I think my emotional moodswings have reached a new low. I cried for the entire duration of changing my tampon.
Saw shirtless man with angel wing tramp stamp seen biking in my neighborhood. Considering moving.
how ive managed to spend 100$ at an open bar is beyond me.
And then she said "sorry if my vagina smells like fish, it's just active."
I woke up with fried rice in my sweatshirt pocket came downstairs and found all the chicken in the fridge gone.
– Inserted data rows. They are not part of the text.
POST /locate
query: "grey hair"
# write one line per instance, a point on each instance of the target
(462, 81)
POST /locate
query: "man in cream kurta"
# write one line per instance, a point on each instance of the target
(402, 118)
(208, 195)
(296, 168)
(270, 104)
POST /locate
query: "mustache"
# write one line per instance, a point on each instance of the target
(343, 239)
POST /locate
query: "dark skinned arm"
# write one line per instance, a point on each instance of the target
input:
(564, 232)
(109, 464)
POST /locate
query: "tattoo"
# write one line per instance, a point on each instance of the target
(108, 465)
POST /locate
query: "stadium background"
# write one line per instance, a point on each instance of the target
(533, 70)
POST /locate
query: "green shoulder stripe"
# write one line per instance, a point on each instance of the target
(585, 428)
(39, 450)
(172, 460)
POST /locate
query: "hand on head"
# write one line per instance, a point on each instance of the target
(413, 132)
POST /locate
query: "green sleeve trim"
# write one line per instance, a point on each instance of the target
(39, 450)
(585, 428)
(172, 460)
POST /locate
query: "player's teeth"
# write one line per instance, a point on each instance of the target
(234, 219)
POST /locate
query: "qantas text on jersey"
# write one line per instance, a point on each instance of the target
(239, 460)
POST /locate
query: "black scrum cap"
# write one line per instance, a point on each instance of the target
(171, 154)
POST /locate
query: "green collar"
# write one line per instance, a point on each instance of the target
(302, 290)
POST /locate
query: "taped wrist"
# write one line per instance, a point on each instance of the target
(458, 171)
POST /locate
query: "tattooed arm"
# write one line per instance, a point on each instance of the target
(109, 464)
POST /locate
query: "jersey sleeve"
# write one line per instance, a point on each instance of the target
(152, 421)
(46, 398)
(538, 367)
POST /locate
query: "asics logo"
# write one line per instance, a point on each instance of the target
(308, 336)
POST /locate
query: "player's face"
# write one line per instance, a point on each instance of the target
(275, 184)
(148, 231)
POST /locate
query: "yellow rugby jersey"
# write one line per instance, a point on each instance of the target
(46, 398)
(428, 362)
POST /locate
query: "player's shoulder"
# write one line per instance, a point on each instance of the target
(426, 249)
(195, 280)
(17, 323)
I'm THAT roommate aren't I?
Can we dedicate this weekends marathon sexcapades to all the haters?
if you need to find her look her up on www.imastupidslut.org
.org?
yeah. they're non profit. helps them sleep at night.
My eyes feel like they're throwing up and I am the only human on campus
Well I sent him a pic of my vagina and sent back a pic of his puppy....so there's that
Caleb has a beard comb now. Also I have a pube comb now too. May or may not be related incidents
I fucking hate tequila. Tequila makes me hate pants.
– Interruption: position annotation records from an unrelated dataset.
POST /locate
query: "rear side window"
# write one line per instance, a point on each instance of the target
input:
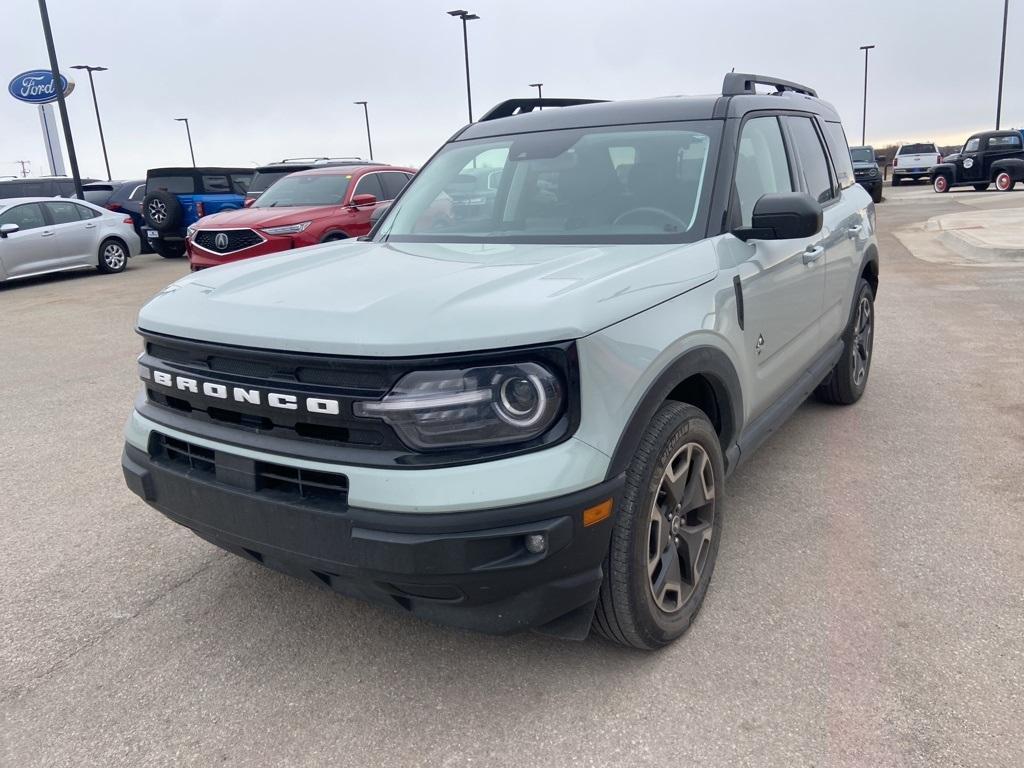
(1004, 142)
(28, 216)
(216, 185)
(812, 158)
(370, 184)
(840, 151)
(173, 184)
(393, 183)
(762, 167)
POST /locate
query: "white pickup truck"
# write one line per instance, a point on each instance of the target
(913, 161)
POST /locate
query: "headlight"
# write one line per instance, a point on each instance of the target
(470, 407)
(287, 229)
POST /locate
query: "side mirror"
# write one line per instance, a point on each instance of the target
(378, 212)
(363, 200)
(782, 216)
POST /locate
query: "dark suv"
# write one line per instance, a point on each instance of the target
(992, 157)
(177, 198)
(268, 174)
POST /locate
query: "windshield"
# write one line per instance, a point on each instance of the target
(623, 183)
(320, 189)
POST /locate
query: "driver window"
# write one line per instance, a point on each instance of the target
(761, 165)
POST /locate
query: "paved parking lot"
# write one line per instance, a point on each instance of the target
(867, 608)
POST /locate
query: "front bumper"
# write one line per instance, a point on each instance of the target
(469, 569)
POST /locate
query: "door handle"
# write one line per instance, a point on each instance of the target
(813, 253)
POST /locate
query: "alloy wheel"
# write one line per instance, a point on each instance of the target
(114, 256)
(861, 347)
(682, 522)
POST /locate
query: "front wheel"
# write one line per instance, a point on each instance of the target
(1005, 182)
(846, 383)
(113, 257)
(667, 532)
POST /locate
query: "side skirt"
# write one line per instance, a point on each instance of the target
(761, 428)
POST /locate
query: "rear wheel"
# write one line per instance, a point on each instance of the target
(1004, 181)
(113, 256)
(667, 534)
(846, 383)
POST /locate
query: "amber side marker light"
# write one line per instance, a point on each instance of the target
(597, 513)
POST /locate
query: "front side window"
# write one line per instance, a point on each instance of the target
(762, 167)
(812, 158)
(840, 151)
(62, 213)
(320, 189)
(622, 183)
(28, 216)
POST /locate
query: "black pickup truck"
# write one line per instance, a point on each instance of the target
(989, 158)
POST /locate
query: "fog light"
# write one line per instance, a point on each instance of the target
(537, 543)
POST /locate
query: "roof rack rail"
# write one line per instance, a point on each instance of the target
(521, 105)
(738, 83)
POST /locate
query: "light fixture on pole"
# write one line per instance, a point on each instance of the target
(366, 112)
(188, 133)
(95, 105)
(863, 120)
(465, 15)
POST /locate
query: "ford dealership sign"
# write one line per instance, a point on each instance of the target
(36, 87)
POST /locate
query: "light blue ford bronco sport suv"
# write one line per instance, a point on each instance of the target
(521, 416)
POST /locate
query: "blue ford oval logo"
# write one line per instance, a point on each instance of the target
(36, 87)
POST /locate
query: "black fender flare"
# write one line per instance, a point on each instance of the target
(1013, 166)
(714, 365)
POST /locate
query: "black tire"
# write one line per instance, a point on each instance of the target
(162, 211)
(628, 611)
(169, 250)
(113, 256)
(847, 381)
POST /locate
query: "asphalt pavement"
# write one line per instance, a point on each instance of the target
(867, 606)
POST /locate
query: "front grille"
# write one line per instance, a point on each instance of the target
(287, 483)
(226, 241)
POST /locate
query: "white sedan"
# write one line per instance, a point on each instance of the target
(51, 235)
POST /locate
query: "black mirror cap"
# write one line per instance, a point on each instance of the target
(783, 216)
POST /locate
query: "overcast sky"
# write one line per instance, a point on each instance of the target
(265, 80)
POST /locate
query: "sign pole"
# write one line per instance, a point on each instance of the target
(60, 100)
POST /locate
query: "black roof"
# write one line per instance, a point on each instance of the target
(188, 170)
(737, 97)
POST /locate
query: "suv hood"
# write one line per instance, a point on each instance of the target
(385, 299)
(265, 216)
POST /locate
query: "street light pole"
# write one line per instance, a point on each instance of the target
(366, 112)
(95, 104)
(466, 16)
(188, 133)
(863, 123)
(65, 122)
(1003, 59)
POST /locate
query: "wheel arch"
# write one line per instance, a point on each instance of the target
(702, 377)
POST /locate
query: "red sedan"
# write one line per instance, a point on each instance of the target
(302, 209)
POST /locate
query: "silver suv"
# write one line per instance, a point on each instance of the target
(518, 410)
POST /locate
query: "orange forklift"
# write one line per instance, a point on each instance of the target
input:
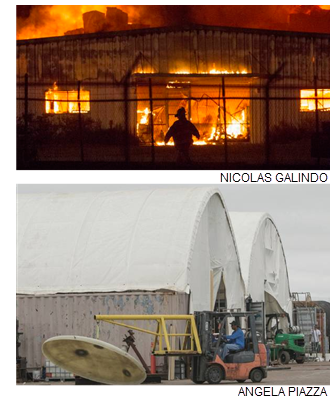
(248, 363)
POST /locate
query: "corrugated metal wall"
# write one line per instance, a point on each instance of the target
(102, 59)
(98, 57)
(43, 317)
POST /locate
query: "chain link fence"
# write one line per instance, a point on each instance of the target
(238, 123)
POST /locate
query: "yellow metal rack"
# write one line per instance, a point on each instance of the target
(191, 344)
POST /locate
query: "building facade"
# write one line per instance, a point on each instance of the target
(269, 79)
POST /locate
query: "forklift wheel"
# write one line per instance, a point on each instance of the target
(256, 375)
(284, 357)
(214, 374)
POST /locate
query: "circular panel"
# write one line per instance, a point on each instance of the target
(93, 359)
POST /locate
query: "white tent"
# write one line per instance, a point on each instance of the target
(262, 260)
(179, 240)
So you're on like a list there now..."Do not under any circumstances give this person a knife. Serve them in plastic cups ONLY"
so it took us like 45 minutes to get into the party.... then when we wanted to leave we were blocked and forced to stay.
....you got kicked INTO a party??
I mean, he'll either figure it the fuck out or set my apartment on fire. Either way, it will be entertaining.
None of these texts make sense. except for "step 2.5 equals velociraptor." that i get.